An Old Approach to Sabbath

What is the purpose of law? If it is merely about rules, then keeping those rules will supersede all else. When I traveled to The Netherlands to serve as a missionary apprentice, the rules said that I had to leave. After being detained for four hours at the airport, I was allowed to enter the country with strict instructions to report to the police within days. The rule was intended to keep out religious cults; people who would prey upon the citizens of The Netherlands. But, the rules swept all religions into one pile and labeled them all useless and dangerous. The police officer didn’t see it that way. He wanted us to be able to stay in his country. So, he lost our papers. Did he break the law? Or, did he give the law a different interpretation? I think he said, “You seem like nice people who will do no harm to my citizens. I will do what I can to allow you to stay.” But did he have the right to interpret the law?

The Pharisees had the tendency to make the law more important than people and therefore they missed what God was doing with the law. In Luke 6:1-5 their old crusty approach to the law collides with Jesus’ breathing life interpretation. Jesus and his disciples were walking through a grain field on a Sabbath day. In Deuteronomy 23:25 the law said that if you were walking through your neighbor’s standing grain you could pluck the grain with your hand, but make sure you don’t use a sickle. Now that makes sense. You are walking through and you’re hungry. You can grab some grain and eat. But don’t get greedy and start to harvest what belongs to someone else. This command provides for the immediate hunger of those walking through a field. So, the disciples plucked some grain, rubbed it together and ate. The problem was that this happened to be a Sabbath. In Exodus 34:21 the Israelites were commanded to keep the Sabbath even during plowing and harvest. The rabbis guarded this law and determined that plucking grain with your hand on the Sabbath was reaping. Rubbing the grain together in their hands would have been considered threshing. For the Pharisees and their approach to law, this would have been a clear violation and the human circumstances of being hungry would have made no difference.

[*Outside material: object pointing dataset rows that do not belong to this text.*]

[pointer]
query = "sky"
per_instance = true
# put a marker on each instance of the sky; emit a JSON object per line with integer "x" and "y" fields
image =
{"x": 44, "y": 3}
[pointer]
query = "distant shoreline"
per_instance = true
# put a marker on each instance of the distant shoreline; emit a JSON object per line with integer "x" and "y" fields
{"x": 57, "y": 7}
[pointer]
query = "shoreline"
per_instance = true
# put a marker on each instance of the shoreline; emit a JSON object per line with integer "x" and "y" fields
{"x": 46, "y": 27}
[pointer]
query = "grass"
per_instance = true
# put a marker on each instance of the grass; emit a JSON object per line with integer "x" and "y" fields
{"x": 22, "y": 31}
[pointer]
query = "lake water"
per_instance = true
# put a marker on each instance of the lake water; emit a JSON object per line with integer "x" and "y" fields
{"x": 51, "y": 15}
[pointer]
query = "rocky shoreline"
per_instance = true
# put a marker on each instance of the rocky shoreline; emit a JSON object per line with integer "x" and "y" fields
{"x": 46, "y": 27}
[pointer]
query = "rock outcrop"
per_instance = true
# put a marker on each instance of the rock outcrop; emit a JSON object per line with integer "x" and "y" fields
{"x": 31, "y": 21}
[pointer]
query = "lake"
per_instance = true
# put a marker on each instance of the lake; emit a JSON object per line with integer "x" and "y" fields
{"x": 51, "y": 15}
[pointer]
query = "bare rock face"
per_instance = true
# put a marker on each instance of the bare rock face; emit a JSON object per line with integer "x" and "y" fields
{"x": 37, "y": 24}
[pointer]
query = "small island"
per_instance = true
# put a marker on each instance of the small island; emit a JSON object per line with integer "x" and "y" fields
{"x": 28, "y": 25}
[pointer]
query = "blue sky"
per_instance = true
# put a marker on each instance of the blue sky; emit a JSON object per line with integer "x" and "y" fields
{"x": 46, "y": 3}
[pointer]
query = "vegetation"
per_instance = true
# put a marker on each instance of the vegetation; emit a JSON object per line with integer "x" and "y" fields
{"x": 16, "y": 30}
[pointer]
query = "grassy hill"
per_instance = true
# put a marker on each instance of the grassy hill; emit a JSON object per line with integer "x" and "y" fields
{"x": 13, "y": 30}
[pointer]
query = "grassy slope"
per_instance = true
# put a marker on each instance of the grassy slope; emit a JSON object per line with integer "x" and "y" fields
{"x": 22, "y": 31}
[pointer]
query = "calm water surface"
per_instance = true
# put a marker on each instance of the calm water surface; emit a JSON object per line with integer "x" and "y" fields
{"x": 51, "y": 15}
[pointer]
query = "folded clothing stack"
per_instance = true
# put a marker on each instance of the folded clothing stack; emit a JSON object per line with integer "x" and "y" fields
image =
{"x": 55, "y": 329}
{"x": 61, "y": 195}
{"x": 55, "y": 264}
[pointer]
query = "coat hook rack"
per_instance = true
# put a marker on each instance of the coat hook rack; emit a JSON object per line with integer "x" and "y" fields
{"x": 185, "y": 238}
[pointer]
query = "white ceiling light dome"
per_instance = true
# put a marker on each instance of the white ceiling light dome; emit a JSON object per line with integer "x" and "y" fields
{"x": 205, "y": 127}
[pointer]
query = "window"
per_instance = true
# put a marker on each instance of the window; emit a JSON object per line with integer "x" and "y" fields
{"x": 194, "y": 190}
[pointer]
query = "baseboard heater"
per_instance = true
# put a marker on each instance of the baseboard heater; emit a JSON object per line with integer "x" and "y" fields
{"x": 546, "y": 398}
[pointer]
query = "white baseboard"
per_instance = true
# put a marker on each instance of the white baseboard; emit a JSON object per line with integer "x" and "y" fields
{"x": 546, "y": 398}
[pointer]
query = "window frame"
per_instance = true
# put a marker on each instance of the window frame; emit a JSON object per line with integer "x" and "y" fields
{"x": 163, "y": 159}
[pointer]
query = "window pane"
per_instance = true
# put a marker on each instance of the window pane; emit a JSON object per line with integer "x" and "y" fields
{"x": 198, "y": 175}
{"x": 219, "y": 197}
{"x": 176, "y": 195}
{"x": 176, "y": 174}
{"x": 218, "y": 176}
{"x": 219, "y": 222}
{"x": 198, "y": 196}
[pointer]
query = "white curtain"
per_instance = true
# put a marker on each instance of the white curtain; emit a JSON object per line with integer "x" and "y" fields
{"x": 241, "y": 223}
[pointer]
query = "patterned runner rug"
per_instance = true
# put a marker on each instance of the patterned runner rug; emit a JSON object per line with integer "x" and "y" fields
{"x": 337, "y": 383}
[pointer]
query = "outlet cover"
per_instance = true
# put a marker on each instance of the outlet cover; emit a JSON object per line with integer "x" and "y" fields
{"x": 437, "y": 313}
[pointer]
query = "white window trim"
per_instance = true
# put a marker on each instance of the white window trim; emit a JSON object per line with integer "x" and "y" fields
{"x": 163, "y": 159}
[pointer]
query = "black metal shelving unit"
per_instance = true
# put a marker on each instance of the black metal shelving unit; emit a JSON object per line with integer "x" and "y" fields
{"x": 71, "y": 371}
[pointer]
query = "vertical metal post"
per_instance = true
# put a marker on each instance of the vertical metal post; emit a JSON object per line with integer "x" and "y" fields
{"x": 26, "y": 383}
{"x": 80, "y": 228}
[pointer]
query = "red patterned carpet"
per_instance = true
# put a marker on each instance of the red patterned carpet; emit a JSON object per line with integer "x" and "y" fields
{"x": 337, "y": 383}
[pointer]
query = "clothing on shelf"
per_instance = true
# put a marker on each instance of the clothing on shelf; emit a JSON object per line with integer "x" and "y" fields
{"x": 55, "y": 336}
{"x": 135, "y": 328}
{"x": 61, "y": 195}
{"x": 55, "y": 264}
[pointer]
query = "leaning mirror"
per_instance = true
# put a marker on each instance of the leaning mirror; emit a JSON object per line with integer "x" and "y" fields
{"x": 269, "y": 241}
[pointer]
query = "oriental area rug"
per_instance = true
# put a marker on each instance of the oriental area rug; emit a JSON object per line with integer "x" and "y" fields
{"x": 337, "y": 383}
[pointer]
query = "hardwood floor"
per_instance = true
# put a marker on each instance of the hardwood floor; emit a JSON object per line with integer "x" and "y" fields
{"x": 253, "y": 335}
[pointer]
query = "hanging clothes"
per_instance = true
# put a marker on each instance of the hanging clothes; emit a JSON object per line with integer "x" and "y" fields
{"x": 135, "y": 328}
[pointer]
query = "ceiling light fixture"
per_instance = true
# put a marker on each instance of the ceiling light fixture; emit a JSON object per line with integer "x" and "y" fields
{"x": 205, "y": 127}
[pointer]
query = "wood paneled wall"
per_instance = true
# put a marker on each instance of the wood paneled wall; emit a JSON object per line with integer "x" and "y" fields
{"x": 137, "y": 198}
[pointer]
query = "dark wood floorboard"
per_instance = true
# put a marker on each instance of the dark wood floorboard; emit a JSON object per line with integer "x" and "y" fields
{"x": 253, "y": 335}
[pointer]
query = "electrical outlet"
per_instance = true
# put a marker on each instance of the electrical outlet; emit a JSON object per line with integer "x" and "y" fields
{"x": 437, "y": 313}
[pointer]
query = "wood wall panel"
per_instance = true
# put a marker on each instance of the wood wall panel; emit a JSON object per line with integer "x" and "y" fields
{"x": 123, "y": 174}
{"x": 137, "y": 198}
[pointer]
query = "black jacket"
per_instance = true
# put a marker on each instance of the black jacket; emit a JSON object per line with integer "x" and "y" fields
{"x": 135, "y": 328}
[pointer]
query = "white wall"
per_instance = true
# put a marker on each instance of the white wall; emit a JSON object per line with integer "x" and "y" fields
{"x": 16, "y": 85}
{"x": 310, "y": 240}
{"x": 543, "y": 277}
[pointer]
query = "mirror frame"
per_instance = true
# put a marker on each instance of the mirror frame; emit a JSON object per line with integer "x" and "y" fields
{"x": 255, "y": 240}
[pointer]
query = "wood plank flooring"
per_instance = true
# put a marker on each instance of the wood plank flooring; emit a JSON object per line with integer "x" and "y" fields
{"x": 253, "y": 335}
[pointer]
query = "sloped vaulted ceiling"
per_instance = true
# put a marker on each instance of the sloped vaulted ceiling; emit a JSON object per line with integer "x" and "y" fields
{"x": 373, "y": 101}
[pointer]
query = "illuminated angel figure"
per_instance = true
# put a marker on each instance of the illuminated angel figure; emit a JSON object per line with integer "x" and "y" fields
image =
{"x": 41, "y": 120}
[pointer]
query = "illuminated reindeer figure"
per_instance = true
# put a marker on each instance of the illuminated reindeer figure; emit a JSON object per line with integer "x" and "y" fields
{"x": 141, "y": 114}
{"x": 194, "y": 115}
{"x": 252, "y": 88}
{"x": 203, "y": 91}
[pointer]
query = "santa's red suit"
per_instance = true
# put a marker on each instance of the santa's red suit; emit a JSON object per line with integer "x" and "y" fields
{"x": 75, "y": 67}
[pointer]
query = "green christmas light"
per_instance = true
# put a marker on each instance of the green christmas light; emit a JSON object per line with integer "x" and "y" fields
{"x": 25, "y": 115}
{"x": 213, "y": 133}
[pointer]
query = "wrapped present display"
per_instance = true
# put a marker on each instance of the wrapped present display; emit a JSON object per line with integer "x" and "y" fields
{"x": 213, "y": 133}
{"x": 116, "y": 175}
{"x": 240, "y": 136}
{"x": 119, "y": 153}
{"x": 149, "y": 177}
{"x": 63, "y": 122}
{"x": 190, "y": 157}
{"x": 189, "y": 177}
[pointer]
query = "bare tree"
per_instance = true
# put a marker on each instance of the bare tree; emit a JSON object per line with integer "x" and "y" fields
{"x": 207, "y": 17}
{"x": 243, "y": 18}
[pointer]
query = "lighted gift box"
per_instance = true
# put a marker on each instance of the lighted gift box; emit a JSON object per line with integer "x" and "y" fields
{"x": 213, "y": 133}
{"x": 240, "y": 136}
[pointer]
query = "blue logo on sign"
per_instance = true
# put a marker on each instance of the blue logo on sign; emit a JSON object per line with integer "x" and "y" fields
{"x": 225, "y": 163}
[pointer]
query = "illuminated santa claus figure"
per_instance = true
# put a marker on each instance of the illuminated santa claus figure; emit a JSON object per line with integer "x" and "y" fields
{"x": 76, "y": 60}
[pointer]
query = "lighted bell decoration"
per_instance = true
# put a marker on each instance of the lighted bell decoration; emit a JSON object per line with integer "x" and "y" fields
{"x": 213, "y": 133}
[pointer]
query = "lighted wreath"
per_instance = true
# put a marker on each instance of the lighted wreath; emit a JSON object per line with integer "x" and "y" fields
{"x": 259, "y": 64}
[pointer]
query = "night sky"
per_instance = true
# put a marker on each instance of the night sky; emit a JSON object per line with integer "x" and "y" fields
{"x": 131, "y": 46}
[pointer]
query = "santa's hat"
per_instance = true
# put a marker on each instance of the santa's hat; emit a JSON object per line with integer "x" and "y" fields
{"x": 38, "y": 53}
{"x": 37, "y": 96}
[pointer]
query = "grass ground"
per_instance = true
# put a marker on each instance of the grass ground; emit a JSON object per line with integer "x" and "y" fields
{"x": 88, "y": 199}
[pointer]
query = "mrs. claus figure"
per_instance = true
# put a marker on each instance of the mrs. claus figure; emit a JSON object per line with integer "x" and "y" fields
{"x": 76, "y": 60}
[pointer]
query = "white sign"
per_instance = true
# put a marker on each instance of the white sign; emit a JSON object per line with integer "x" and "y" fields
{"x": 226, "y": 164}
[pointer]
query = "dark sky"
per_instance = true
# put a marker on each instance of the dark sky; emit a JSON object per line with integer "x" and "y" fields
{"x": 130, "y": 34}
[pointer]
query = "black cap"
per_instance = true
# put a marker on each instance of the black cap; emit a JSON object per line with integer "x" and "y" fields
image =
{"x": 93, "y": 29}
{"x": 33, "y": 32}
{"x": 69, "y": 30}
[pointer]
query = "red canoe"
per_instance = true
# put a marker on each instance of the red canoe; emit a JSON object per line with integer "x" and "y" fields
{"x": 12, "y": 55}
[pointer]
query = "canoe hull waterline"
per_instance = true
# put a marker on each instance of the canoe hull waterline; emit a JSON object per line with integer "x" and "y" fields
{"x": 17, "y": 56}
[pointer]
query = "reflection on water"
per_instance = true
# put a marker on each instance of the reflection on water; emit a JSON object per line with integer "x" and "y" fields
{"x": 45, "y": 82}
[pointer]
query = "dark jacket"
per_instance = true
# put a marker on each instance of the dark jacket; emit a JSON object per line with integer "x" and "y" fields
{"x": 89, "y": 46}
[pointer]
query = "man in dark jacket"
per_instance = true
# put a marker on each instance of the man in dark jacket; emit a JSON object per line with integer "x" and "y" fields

Notice that they ask Jesus and Jesus is more than willing to take responsibility for his disciples’ actions. As you read through the gospels you almost get the feeling that certain Pharisees spent their time just watching for Jesus to do something they could complain about. In their approach to the law, they do not seem to be concerned about helping people and their relationship with God. It is all about accusations – a pointing finger of condemnation.

Jesus asked them, “Have you not even read . . .” which must have felt like a slap to the Pharisees. The story that Jesus directs their attention to is found in 1 Samuel 21:1ff. It is an interesting story of David, who is on the run from Saul, acquiring and sharing some of the consecrated bread or “bread of the presence” with his young men. Now, the law stated that this bread was for Aaron and his descendants; i.e, the priests (Leviticus 24:9). As usual the Pharisees took a very narrow view of this command and interpreted that it would be wrong for anyone other than priests to eat it – ever! But there was this story about someone eating it, and not just any somebody. The epitome of Israelite kings; the man who is called the man after God’s own heart; the anointed king. David himself ate this bread and gave it to his men. David who was not a descendant of Aaron. Jesus ends the episode by simply saying “the Son of Man is Lord (Master) of the Sabbath.”

What is Jesus doing here? What does this obscure story about David eating consecrated bread have to do with new wine and old wineskins; about Sabbath laws; about Jesus being master of the Sabbath? David was God’s anointed who was being hunted by the old king; the king who tried to rid the world of God’s anointed. And as God’s anointed David interpreted the law, not to seclude all but the priests, but to allow those who are hungry to eat the bread that was all about displaying God’s providence. How ironic to interpret God’s rules about this display bread in a way that would allow God’s anointed to starve to death. Just as David, as God’s new anointed King, was allowed to interpret the law and give the bread to his men, Jesus, the anointed Messiah, is allowed to interpret the Sabbath in a way that keeps the intent of the law instead of killing it. Don’t kill God’s laws by approaching them merely as rules. Let God’s law breathe life as they were intended. Law is about relationship; about people. Missing that misses everything.